Three Questions

May 16, 2012

Accidental Creative had a piece on morning rituals and when I thought about one of them, I found that I was having trouble answering the three questions they recommend as a good start to the day:

  1. What am I excited about today?
  2. What is my biggest priority, what will I do about it and when?
  3. How will I know today was a success?

I found these question did not relate seamlessly to my real life and I am giving myself permission to rewrite them to be perhaps more effective.

Today, I am excited about...well, there's the rub. Nothing sounds fantastic. Everything seems to have a string attached because it's just one of those days of crossing things off the list. Some of the things are annoying, like getting to the bank for a new debit card. Some are hard because I want to do such a good job that I get stuck being a perfectionist. Some are just normal, everyday things.


I think a better question for me is, What can I choose to get excited about today? Can I choose to have fun putting together Sam's birthday package and make it personal and full of my love and feel good about the fact that I'm in a position to send him gifts and that we have a good relationship instead of letting the fact that it will be late because I didn't mail it last week ruin it for me? Yes, I can, but it won't be easy. Can I choose to be grateful that my debit card was shut down instead of actually stolen and that I didn't lose any money even though I have to go stand in line at the bank today? Yes I can, and I can be grateful that I'm reading a good book right now. 

With the second question, that is SO annoying for me. EVERYTHING always seems like a number 1 priority. How do I choose between doing a favor for my husband who is always so supportive of me, getting to the bank, getting my son's package out, getting ready for the knitting I'm teaching at young women's tonight, working on a photoshoot, and making a dessert  for my son's lacrosse banquet? They all HAVE to get done. Today. 

A more relavent question for me might be, What will I decide will be my biggest priority today? Then I can let my values help me decide rather than just expediency and urgency. I value relationships more than anything, so if I do the things that will help me feel that I've strengthened a relationship, that makes it easier to choose what to do first. If I stay sane and buy brownie bites at BJ's instead of putting pressure on myself to make something from scratch, that will, in the end, be more rewarding. 

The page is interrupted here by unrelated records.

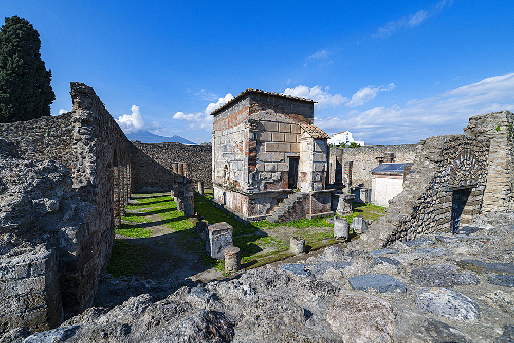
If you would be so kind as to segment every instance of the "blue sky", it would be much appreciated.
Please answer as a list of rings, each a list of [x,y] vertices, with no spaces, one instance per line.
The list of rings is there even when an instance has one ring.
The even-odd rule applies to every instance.
[[[511,1],[4,2],[39,31],[57,99],[93,87],[127,132],[210,141],[247,88],[313,99],[315,125],[366,143],[462,133],[514,112]],[[3,24],[3,23],[2,23]]]

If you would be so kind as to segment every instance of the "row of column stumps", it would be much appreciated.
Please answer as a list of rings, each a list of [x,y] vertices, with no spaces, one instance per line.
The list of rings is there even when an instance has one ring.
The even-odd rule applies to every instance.
[[[191,163],[173,164],[173,184],[171,195],[177,209],[186,217],[194,215],[194,194],[191,175]]]

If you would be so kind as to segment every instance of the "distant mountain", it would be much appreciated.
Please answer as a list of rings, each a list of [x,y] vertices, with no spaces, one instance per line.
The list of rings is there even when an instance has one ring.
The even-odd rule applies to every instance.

The third question is a big problem for me because one of my unique opportunities for growth in this life is overcoming the deep-seated view I have of myself that I'm never a success. There it is. I never feel successful. Not really. I have small successes, sure, but they are always overshadowed by my failure to reach imaginary, unreachable cosmic benchmarks that I've apparently set for myself to measure success. They come from comparisons to others, society, parental influence and things like that. I pretty much walk around most days feeling like an idiot in some way.  Even when great things happen, I talk myself out their greatness. I know. You're right. It's not rational and it's the most idiotic thing I do. The good news is that the rational side realizes that my personal path in this life really is to get over that one thing. 

Thus, my revised version is What can I choose to be a measure of success? Since nothing will automatically make my mind think, "Good job!" I have to choose for myself to think it about what I do accomplish. 

So, here I go. I'm excited about the pleasant weather and my peonies blooming. I'm excited about my 5 mile run/walk yesterday. I'm excited about Evan being the high scorer for the JV lacrosse team and getting 17 goals during the season. I'm excited that I have already seen praying mantises in my garden. 

My priority is to open my heart and go forward with faith rather than fear, to look for the good, to be kind to everyone and accept them as they are and recognize their greatness and thus treat them well. 

My measure of success will be to get the laundry all folded and put away. That dream can come true. :o)

Onward. May you have a day full of choices that help you realize that you too are awesome.